I’m spent. Completely spent. I don’t even know if I can move at this point. He’s rested his body on mine, and when he starts to pull away, saying he’s too heavy, I hold him to me, not letting him go. I know this is one night, and I’m not ready for it to end. He’ll probably leave, so if I can drag it out just a little bit more, commit the feeling of him, the smell of him, the taste of him to memory, then that’s what I’m going to do.

He doesn’t seem to mind this possessive hold I have on him. He’s kissing me softly and starts to rise again. I let him go this time, and his voice is gruff. “I’ll be right back.”

He stands up and stretches. “Where’s the bathroom?”

I point to the door next to my open closet. “There.”

He goes in, and I stretch, already feeling the soreness in the muscles I haven’t used in a while.

He’s back within minutes, his still impressive cock hanging between his legs. He stops next to the bed and leans over me. He kisses me first, and then I feel the warmth of a wet cloth between my legs as he cleans me up. Damn, this man is going to spoil me.

He’s gone again and back. I expect him to dress and put his boots on, but he doesn’t.
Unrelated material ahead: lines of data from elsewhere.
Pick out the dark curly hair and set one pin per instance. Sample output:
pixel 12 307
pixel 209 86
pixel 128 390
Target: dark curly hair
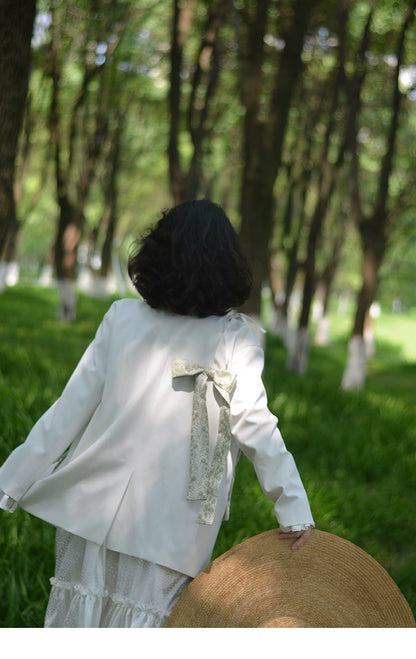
pixel 191 263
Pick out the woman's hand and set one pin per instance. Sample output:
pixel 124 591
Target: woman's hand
pixel 301 537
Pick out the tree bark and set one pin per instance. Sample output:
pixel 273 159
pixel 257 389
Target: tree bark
pixel 186 181
pixel 16 26
pixel 263 138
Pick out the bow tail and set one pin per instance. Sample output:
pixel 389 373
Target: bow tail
pixel 219 460
pixel 199 453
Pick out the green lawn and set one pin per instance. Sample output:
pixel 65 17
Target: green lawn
pixel 356 452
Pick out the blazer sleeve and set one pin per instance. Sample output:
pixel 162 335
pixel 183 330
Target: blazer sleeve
pixel 61 424
pixel 255 430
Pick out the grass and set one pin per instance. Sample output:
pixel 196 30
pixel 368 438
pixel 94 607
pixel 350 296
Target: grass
pixel 356 451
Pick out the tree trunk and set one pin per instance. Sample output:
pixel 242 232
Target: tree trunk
pixel 374 228
pixel 16 26
pixel 263 140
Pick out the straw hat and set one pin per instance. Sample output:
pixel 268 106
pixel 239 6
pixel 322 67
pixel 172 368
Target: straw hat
pixel 262 582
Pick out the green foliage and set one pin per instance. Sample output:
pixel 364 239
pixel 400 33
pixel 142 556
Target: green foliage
pixel 355 451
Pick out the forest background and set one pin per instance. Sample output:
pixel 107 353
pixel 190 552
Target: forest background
pixel 299 118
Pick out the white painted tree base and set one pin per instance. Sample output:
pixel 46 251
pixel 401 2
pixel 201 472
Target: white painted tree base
pixel 355 369
pixel 67 300
pixel 9 274
pixel 322 332
pixel 298 355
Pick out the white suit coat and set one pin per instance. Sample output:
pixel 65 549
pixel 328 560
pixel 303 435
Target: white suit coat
pixel 110 460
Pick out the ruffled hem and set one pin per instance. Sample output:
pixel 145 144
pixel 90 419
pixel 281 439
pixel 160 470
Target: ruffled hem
pixel 7 503
pixel 74 605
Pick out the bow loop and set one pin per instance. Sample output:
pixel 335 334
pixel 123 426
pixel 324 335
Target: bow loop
pixel 205 478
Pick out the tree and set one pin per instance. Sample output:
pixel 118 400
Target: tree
pixel 78 143
pixel 16 26
pixel 186 179
pixel 374 224
pixel 265 125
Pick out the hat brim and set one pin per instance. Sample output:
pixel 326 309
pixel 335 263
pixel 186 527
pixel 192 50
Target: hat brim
pixel 262 582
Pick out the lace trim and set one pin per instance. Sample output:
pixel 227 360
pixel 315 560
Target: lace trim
pixel 7 503
pixel 117 598
pixel 296 527
pixel 79 588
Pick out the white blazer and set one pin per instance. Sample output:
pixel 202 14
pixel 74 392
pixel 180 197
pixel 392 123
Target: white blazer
pixel 111 460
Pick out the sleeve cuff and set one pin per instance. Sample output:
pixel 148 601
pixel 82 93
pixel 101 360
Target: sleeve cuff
pixel 7 503
pixel 296 527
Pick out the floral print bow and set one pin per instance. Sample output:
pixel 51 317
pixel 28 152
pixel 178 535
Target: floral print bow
pixel 205 478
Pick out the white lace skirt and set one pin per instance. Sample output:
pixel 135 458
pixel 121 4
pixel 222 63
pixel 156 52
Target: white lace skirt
pixel 96 587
He lies down next to me, pulling my body against his.

We’re both quiet, and the longer that nothing is said, the more I feel like I need to explain.

“I bought those earlier today because I was planning on sleeping with someone tonight.”

His body tautens against mine. “Did you have a date or something?”

I roll my eyes. Gah, this is going to sound awful. “No, I planned on having a one-night stand. I went out tonight wanting to...”

He holds his hand up. “I get the picture... why?”

This time I don’t keep it in. I groan. “Ugh, do we really need to talk about this?”

He holds me tighter. “I’m not judging... I’m just curious.”

I lean my head down and lay it on his chest. The light is still on, and this is going to be so much easier having this discussion if I don’t have to look at him. “I broke up with my ex six months ago. He was a bit of an ass. He was interested in me... when we were by ourselves. When it was just the two of us, it was perfect. Any other time... well, it wasn’t.”

He kisses the top of my head. “Why not? What did he do?”

I clench my eyes, hating to think about this again. “Well, it took me a while to figure it out, but he was ashamed of me. He loved my plus-size body, but I guess he didn’t want other people to know he did. If we went places, he ignored me. A lot of people didn’t even know we were dating.” I take a deep breath. “Anyway, I decided I deserved more. I’m fine with who I am. I like my body just the way it is, so I broke up with him and swore I wasn’t going to get involved again. Not with someone like him.”